01/11/2018

Le règne de Dieu est au milieu de vous (Commémoration des fidèles défunts)


La prière pour les défunts a quelque chose d’archaïque qui rejoint ce qu’exprime l’animisme. Il n’est pas possible de vivre sans ceux que l’on a aimés ou haïs. Ils sont encore là, ils nous habitent. Prier pour eux est une façon de nous libérer de leur emprise. Ce ne sont pas eux qui peuvent nous visiter, c’est nous qui pouvons intercéder pour eux.
On doit reconnaître que l’on ne sait guère ce que cela signifie dès lors qu’ils ont rejoint l’éternité de Dieu. Il n’y a pour eux ni temps ni lieu. Il convient surtout d’apprendre à les penser aimés de Dieu, purifiés par Dieu, vivants de Dieu.

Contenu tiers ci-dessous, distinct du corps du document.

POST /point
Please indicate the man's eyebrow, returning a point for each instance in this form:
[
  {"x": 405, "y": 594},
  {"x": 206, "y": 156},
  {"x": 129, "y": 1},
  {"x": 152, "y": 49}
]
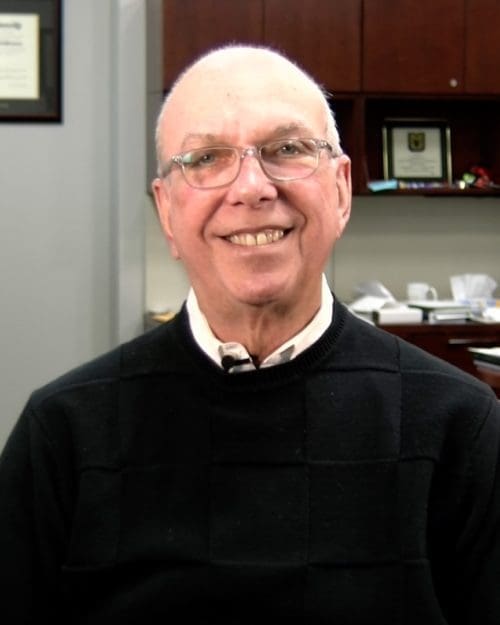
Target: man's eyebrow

La première lecture que nous avons entendue (Sg 1,7-15) assène ce que nombre de chrétiens n’ont pas encore entendu. « Dieu n'a pas fait la mort, il ne prend pas plaisir à la perte des vivants. » Ce n’est en effet pas Dieu qui fait mourir, qui rappellerait à lui, comme le dit de façon erronée le missel des défunts. Si Dieu rappelle à lui, c’est de la mort. Dieu rappelle à la vie, ce que l’on appelle résurrection. Dieu ne fait pas mourir en rappelant à lui. En rappelant à lui, il fait vivre, car Dieu est le vivant, et il n’y a pas de mort en lui et par lui.
Dieu est affligé par la mort, pire encore, si c’est possible, que nous ne le sommes. Non seulement ses amis meurent, mais encore sa création est mise en péril, est combattue. C’est lui qui sombre lorsque l’un de nous meurt. Le dernier ennemi que Dieu fait plier, le plus redoutable sans doute, c’est la mort (1 Co 15, 26). La mort est l’ennemie de Dieu. « Car Dieu n'a pas fait la mort, il ne prend pas plaisir à la perte des vivants. »

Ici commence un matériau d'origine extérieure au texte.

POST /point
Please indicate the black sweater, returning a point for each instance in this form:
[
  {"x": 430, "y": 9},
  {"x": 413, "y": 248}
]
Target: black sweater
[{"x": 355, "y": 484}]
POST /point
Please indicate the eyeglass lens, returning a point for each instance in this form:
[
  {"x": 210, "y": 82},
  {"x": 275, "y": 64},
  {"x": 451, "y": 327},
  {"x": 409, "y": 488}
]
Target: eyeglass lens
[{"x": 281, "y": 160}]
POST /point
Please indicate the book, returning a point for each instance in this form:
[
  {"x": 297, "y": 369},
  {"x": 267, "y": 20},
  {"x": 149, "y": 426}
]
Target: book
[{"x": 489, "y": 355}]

Avec nos défunts, ceux qui nous habitent, ceux que nous souffrons de ne plus serrer dans nos bras, ceux que nous ne verrons plus jamais, du moins tant que nous ne serons pas morts nous-mêmes, c’est un peu de nous aussi qui est mort. C’est ce que nous avons vécu avec eux, ce qu’ils ont vécu avec nous qui est mort. Je ne suis pas consolé d’entendre dire qu’ils vivent près de Dieu ; je ne suis pas consolé d’entendre qu’on se retrouvera. C’est maintenant que leur absence est cruelle. C’est ici et maintenant que j’ai besoin d’eux.
Peut-être la seule façon de ne pas les perdre tout à fait, c’est de vivre ici et maintenant avec Dieu, puisque c’est désormais leur lot, d’une manière certes différente. Cependant, nous vivons la même chose qu’eux, la vie avec Dieu. Nous avons avec eux Dieu en partage, même si c’est de manière différente. En étant à Dieu ici et maintenant, nous sommes comme ils sont. Le royaume de Dieu nous est commun.

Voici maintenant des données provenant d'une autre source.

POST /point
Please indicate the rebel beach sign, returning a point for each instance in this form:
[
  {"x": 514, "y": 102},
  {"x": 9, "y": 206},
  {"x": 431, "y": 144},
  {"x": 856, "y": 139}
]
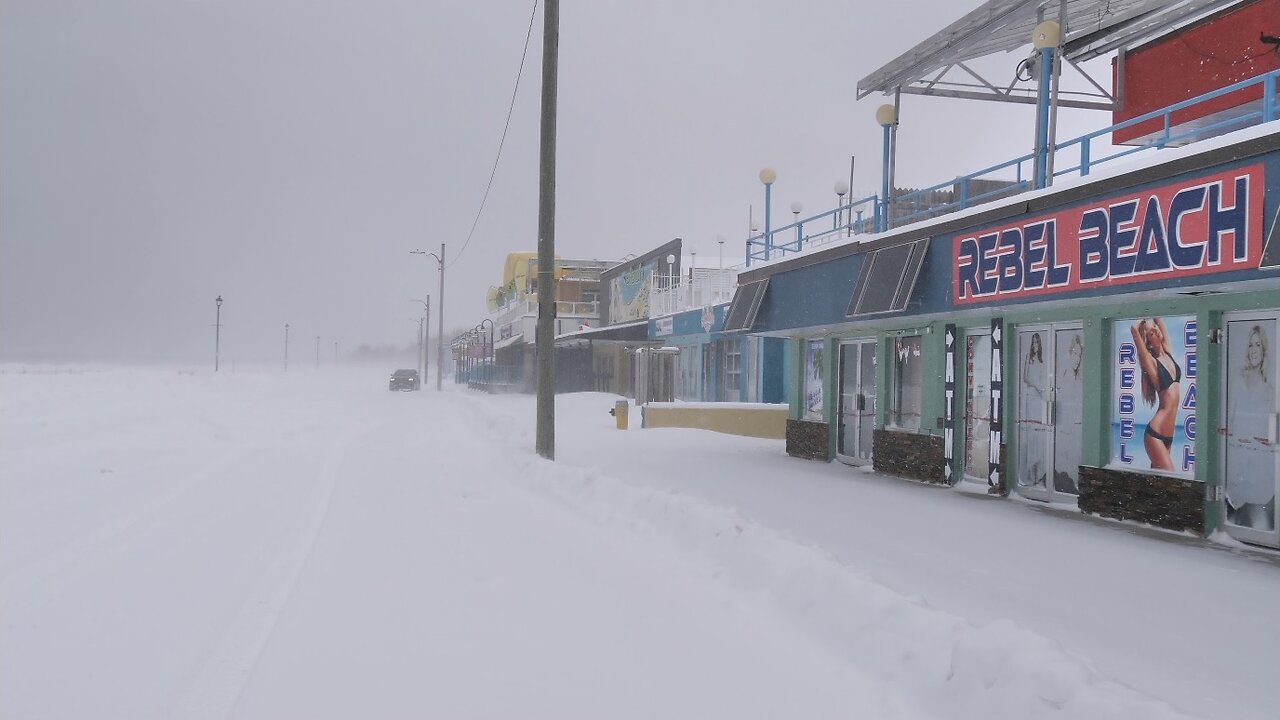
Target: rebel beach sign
[{"x": 1203, "y": 226}]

Qu’est-ce que ce royaume ? L’évangile que nous venons de lire (Lc 17, 20-25) n’en dit que la localisation, paradoxe évident puisque ce royaume n’a ni lieu ni temps. Il est deux lieux où il ne risque pas d’être, dans ce qui se voit comme une nouveauté soi-disant étonnante, ou demain. Ne courrons pas après les nouveautés religieuses, les communautés qui prétendent renouveler les choses parce qu’enfin, elles auraient compris l’évangile à la différence des autres. « N’y allez pas, n’y courrez pas. » « La venue du règne de Dieu n’est pas observable. »
Le royaume n’est pas demain non plus, après la mort, parce que « voici que le règne de Dieu est au milieu de vous ». Il n’y a rien à voir, il n’y a rien de merveilleux, il y a ici et maintenant l’urgence de changer nos vies pour qu’elles soient participation au royaume, la présence de Dieu en nos vies.
Nos défunts ont en commun avec nous la présence du royaume et, en ce sens, ne sont pas morts. Entretenir leur mémoire n’est-ce pas vivre encore avec eux, non pas demain, ailleurs, mais ici et maintenant ? Entretenir leur mémoire, n’est-ce pas accueillir ici et maintenant le règne de Dieu qui est au milieu de nous ?
La commémoration des fidèles défunts à la suite de Jésus ne consiste pas à en un culte des morts, mais en un changement de vie, notre conversion, pour accueillir le règne de Dieu qui est déjà milieu de nous. Nous vivons avec eux dans le même royaume, la présence vivifiante de notre Dieu.